Liputan6.com, Berlin - Para sejarawan telah lama mengetahui bahwa tentara Nazi menggunakan narkoba.
Menurut penelitian, dokter Jerman meresepkan Pervitin yang mengandung metamfetamin, dikenal sebagai sabu-sabu, untuk para tentara. 'Obat' tersebut digunakan ketika tentara Perang Dunia II merasa lelah atau depresi dan berusaha meningkatkan energi mereka.
Sementara itu Pemimpin Nazi, Adolf Hitler, menghirup bubuk kokain untuk mengobati masalah sinusnya. Hal tersebut tercatat dalam dokumen bersejarah tentang rekam medisnya.
Advertisement
Namun seorang sejarawan di Utrecht University Belanda yang mempelajari sejarah narkoba Nazi, Stephen Snelders mengatakan bahwa mereka tidak mengetahui bagaimana konsumsi metamfetamin secara kuantitatif digunakan pada Reich Ketiga--saat Hitler memimpin.
"Meski terdapat indikasi, saya meragukan usul yang menyebut bahwa seluruh mesin perang itu diisi dengan bahan bakar obat ini. Itu bukan cara obat tersebut bekerja," ujar Snelders seperti dikutip dari CNN, Selasa (20/12/2016).
"Saya pikir obat itu digunakan secara pragmatis dan dikelola oleh dokter militer, tentara, dan warga yang mengonsumsi, namun buktinya masih minim dalam sebagian besar perang," imbuh dia.
Dalam buku baru karya penulis Jerman, Norman Ohler, "Blitzed: Drugs in the Third Reich", metamfetamin, kokain, dan bahkan candu disebut memiliki hubungan dengan tentara Jerman.
"Buku Norman Ohler menggambarkan budaya penggunakan obat-obatan yang diduga berkembang pada Reich Ketiga Jerman," tulis seorang profesor peneliti di Oxford Brookes University, Paul Weindling, dalam sebuah artikel di jurnal Nature pada Oktober lalu.
"Pejabat Nazi menggunakan narkoba untuk meningkatkan performa seperti sabu-sabu dan kokain. Unit militer Jerman dan penerbang diberi obat berbasis metamfetamin bernama Pervitin (diproduksi di Jerman sejak 1937) untuk meningkatkan efisiensi operasional. Obat seperti Pervitin dan perangsang metabolisme diuji kepada pelajar, anggota baru, dan juga di kamp-kamp konsentrasi," tulis Weindling.
Narkoba dalam Sejarah Pertempuran
Meski demikian, obat-obatan tersebut mempengaruhi sistem yang sama dengan cara yang sedikit berbeda. Menurut profesor farmakologi dan toksikologi di University of Utah, Kristen Keefe, metamfetamin dan kokain meningkatkan pelepasan dua neurotransmiter utama di otak--dopamin dan serotonin--yang memberikan sensasi penambahan energi dan euforia.
"Jika Anda memiliki tentara di lapangan, Anda tidak ingin membuat mereka merasakan sakit," ujar Keefe. "Dampak negatifnya adalah opioid dapat dengan mudah membunuh jika seseorang mengalami overdosis."
Metamfetamin, kokain, dan opioid telah digunakan secara luas dalam sejarah dalam pertempuran militer.
Menurut Methamphetamine and Other Illicit Drug Education di University of Arizona, Pemerintah Jerman, Inggris, Amerika, dan Jepang memberikan anggota militer mereka metamfetamine untuk meningkatkan ketahanan dan kewaspadaan serta menangkal kelelahan selama Perang Dunia II.

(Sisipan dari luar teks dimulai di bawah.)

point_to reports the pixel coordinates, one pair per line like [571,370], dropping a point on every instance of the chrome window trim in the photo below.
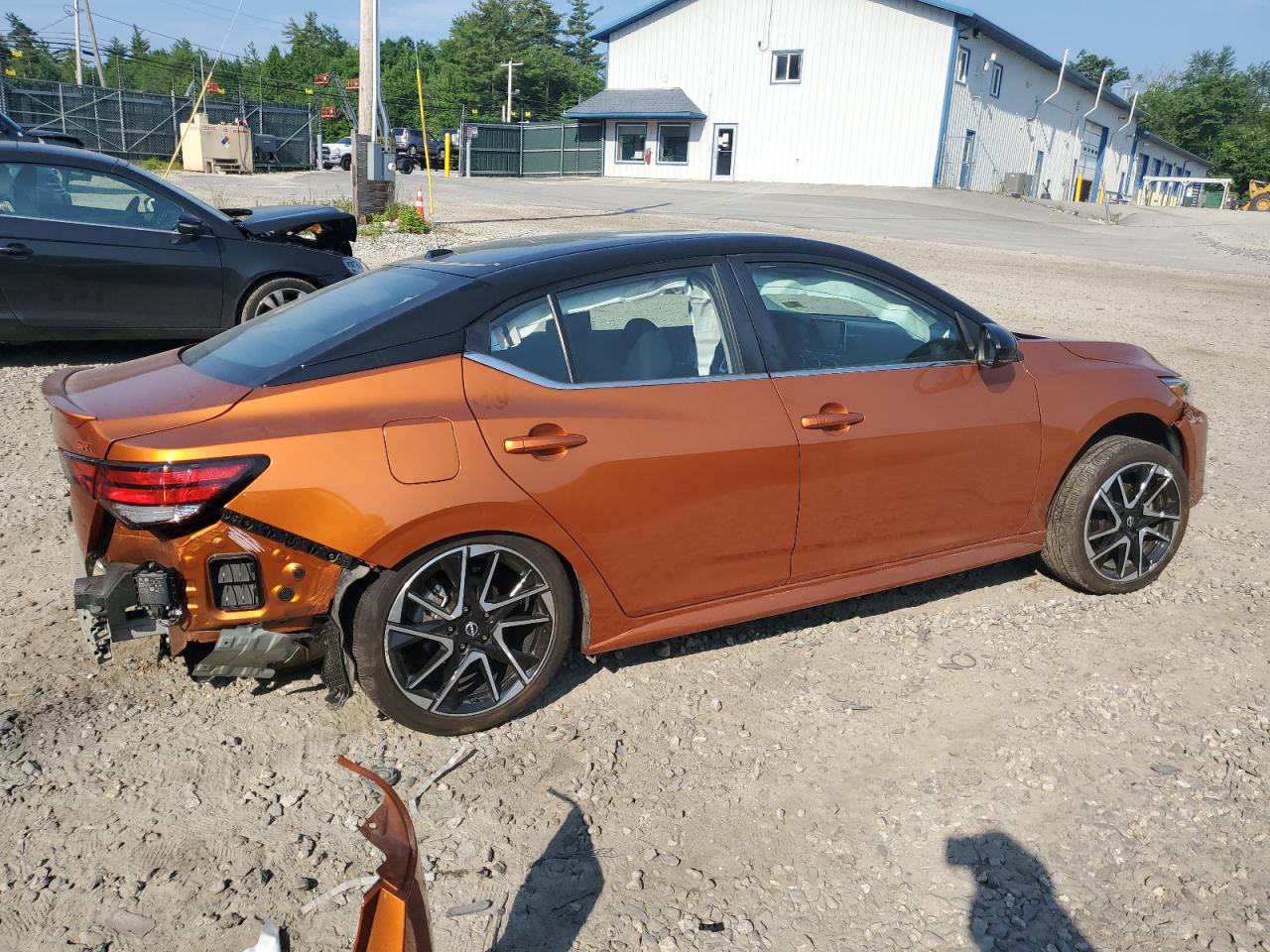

Baru-baru ini pejabat Amerika Serikat mengatakan, pada tahun lalu beberapa militan di Suriah diduga menggunakan Captagon, pil amfetamin yang dapat memberikan gelombang energi dan euforia tinggi.
Pada 2002, dua pilot tempur Amerika secara tak sengaja meluncurkan sebuah bom yang menewaskan empat tentara Kanada di Afghanistan selatan.
Seorang pengacara salah satu pilot berpendapat bahwa Angkatan Udara memaksa pilot untuk mengonsumsi amfetamin yang berdampak pada pengambilan keputusan mereka. Namun menurut Keefe, argumen pengacara itu ditolak dalam sidang.
"Pilot tersebut menggunakan Dexedrine atau dextroamphetamine, sebagia 'go pills' untuk membuat mereka tetap terjaga dan waspada," ujar Keefe.
"Secara historis, obat itu digunakan untuk meningkatkan energi dan kemampuan agar pilot militer tetap terjaga," imbuh dia.